В конце концов Крюгер до того разозлился, что, несмотря на мои протесты, стал меня одевать. У меня не было сил сопротивляться. Я только тихо шипел: «Ну и сволочь же ты…» Несмотря на то что день был теплый, я дрожал как собака. Крюгер одел меня и, накинув мне на плечи пальто, побежал звонить. «Я никуда отсюда не уйду… никуда… никуда…» – повторял я, но он захлопнул дверь перед моим носом. Вскоре он вернулся и, не говоря ни слова, стал приводить ателье в порядок. Последние приготовления. Через несколько минут в дверь постучали. Это был Филмор. Он объявил мне, что внизу нас ждет Коллинз.
Филмор и Крюгер вдвоем взяли меня под мышки и поставили на ноги.
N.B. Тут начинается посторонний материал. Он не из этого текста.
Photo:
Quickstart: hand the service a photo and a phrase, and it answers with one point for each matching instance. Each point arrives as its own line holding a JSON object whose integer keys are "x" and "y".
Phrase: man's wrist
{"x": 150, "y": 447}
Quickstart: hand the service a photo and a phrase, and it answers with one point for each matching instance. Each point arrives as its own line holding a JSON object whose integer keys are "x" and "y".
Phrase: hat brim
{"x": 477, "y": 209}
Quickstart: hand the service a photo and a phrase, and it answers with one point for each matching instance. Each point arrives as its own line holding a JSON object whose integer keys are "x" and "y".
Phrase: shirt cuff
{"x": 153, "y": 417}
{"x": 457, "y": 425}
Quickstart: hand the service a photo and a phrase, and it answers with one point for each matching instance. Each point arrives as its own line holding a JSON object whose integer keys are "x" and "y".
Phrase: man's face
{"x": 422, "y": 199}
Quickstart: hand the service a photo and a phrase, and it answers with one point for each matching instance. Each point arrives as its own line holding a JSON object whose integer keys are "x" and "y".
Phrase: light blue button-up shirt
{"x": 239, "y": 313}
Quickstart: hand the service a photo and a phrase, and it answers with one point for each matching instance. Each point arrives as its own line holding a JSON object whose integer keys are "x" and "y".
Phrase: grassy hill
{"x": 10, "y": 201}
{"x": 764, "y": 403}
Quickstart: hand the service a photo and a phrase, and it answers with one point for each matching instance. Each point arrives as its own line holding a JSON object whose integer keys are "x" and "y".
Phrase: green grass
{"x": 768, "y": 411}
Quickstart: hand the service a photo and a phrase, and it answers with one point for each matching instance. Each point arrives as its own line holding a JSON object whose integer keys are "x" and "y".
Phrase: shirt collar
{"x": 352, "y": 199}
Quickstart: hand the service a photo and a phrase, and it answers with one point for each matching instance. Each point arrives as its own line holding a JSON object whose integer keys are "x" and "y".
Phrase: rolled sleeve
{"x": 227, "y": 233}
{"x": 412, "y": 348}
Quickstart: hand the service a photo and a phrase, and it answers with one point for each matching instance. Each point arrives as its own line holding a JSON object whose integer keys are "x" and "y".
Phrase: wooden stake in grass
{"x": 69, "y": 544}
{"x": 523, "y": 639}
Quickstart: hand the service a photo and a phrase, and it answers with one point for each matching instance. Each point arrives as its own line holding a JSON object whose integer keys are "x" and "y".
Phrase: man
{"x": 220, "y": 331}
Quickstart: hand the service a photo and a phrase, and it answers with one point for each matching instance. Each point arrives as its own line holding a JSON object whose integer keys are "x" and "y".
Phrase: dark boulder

Когда они волокли меня на лестницу к лифту, Крюгер разнюнился.
– Это для твоей же пользы, – говорил он. – Кроме того, пойми мое положение… Я бился все эти годы как рыба об лед… Ты должен подумать обо мне…
В глазах его стояли слезы.
Я чувствовал себя на редкость гнусно, но при этих словах почти улыбнулся. Крюгер был значительно старше меня. Как художник он ничего не стоил – но все же он заслужил этот, вероятно, единственный в своей бездарной жизни шанс выбиться в люди.
– Я не сержусь, – пролепетал я. – Я все понимаю…
– Ты всегда был мне симпатичен… – бубнил он. – Когда ты выздоровеешь, можешь вернуться обратно и жить здесь сколько хочешь.
– Да, я знаю… Я еще не собираюсь отдавать концы… – прошептал я с трудом.
Когда я увидел внизу Коллинза, произошло чудо, и я слег ка воспрянул духом. Трудно было представить себе человека более живого, здорового, веселого и щедрого, чем он. Коллинз поднял меня на руки, точно куклу, и уложил на заднее сиденье такси – очень осторожно, что было особенно приятно после бесцеремонного обращения Крюгера.